Many of those I work with are as seemingly dependent on the drama and chaos in their lives as they were to their substances and behaviors. The drama and rumor mongering become the juice that propels them forward. That’s why persons will substitute one addiction for another, especially the various forms of intimacy disorder.
Alexandra Katehakis, MFT, CSAT, CST, has written extensively about intimacy disorders, including their impact on the partners of persons who are sick and suffering from their various manifestations. In the body of one article, I counted 10 references to “sex addict” while she passionately wrote about the often neglected needs of aggrieved partners.2 While I discern a lack of intent to use discriminatory language in describing the person with an intimacy disorder, that's 10 times where the author could have chosen to use more compassionate language.

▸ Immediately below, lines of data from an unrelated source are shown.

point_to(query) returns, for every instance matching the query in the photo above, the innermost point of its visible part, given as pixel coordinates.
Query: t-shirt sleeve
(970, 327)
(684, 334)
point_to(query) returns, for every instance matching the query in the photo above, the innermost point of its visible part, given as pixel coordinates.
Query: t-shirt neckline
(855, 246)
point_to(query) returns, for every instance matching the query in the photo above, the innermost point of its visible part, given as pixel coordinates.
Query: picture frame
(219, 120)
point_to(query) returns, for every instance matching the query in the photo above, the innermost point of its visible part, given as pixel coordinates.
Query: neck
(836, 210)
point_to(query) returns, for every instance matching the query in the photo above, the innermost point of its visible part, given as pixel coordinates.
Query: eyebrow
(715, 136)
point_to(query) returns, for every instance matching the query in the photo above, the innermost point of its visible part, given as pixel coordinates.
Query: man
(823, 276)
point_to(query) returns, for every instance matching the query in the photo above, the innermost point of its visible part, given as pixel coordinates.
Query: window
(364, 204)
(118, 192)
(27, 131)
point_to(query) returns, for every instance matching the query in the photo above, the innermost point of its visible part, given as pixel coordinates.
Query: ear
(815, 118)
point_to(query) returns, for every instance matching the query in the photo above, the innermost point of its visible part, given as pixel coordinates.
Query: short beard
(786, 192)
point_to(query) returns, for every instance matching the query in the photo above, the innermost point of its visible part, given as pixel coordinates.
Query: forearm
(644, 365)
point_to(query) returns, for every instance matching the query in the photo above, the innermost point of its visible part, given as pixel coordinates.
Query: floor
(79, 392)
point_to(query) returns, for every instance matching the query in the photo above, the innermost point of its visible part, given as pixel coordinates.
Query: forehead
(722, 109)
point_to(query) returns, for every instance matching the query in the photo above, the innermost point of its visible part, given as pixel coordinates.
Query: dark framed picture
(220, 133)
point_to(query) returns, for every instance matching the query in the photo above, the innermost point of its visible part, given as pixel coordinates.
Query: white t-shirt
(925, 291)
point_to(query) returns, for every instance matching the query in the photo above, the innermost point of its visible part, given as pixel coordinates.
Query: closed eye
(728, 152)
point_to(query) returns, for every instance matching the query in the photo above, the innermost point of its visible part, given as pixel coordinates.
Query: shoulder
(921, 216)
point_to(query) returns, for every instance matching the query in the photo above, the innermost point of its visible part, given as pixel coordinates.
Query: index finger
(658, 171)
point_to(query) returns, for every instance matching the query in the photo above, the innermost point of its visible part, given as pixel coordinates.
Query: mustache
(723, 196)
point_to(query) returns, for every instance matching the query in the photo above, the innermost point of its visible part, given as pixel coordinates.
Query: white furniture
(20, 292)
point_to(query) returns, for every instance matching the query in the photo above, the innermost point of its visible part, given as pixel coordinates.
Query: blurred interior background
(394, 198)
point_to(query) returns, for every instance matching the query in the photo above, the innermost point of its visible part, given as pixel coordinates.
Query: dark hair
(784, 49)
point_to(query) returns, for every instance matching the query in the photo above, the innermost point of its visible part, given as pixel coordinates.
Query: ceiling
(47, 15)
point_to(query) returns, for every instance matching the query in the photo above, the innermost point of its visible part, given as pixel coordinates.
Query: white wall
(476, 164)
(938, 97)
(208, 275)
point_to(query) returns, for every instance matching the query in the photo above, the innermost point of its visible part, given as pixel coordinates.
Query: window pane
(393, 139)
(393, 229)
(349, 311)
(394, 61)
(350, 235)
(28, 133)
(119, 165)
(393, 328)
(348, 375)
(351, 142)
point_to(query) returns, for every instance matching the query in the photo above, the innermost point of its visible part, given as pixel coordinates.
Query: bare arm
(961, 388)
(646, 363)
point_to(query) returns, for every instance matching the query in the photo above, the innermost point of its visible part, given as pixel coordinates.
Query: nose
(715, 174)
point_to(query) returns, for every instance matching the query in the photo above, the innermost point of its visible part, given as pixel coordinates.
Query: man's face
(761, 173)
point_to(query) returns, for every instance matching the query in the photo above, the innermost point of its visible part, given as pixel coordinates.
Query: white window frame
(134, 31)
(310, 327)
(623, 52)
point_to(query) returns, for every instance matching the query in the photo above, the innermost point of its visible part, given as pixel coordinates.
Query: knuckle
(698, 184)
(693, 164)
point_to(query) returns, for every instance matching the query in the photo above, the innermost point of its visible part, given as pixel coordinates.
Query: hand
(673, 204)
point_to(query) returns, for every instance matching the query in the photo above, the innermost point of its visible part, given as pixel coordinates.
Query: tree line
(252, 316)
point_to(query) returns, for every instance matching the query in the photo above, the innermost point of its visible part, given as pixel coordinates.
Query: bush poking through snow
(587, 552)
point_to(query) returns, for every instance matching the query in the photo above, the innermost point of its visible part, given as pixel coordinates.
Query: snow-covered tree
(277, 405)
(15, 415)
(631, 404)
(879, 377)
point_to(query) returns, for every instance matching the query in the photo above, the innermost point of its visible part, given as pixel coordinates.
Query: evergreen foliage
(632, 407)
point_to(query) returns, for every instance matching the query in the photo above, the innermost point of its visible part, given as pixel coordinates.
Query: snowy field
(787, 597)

While describing the devastation wrought by learning that one’s partner has broken marital vows or violated the expectation of fidelity in committed relationships, Katehakis condemns the discrimination, lack of caring and understanding afforded these partners. She writes about the courage it takes to seek help and the typical reception:
“… (I)nstead of being embraced, nurtured and witnessed, you are told you are a 'coaddict.' You are called 'codependent.' Even though these labels have never described you, they are now thrown your way with regularity, emphasizing the language of personal weakness. This final stage is the ultimate betrayal, for where else can you ever find understanding if not in the arms of the therapeutic community?”2
I passionately propose that the same can be said of the person with the intimacy disorder, who is labeled a “sex addict” and is shackled with all the negative connotations the media have attached to that moniker. The fear of being found out, exposed as a deviant or viewed as a hedonistic monster can have the effect of driving persons further into the abyss of their disease and isolation from the very compassionate help they need from the therapy community, other helping professionals and self-help groups. Surely this is not the type of reception and care with which we want to greet a person who courageously seeks help.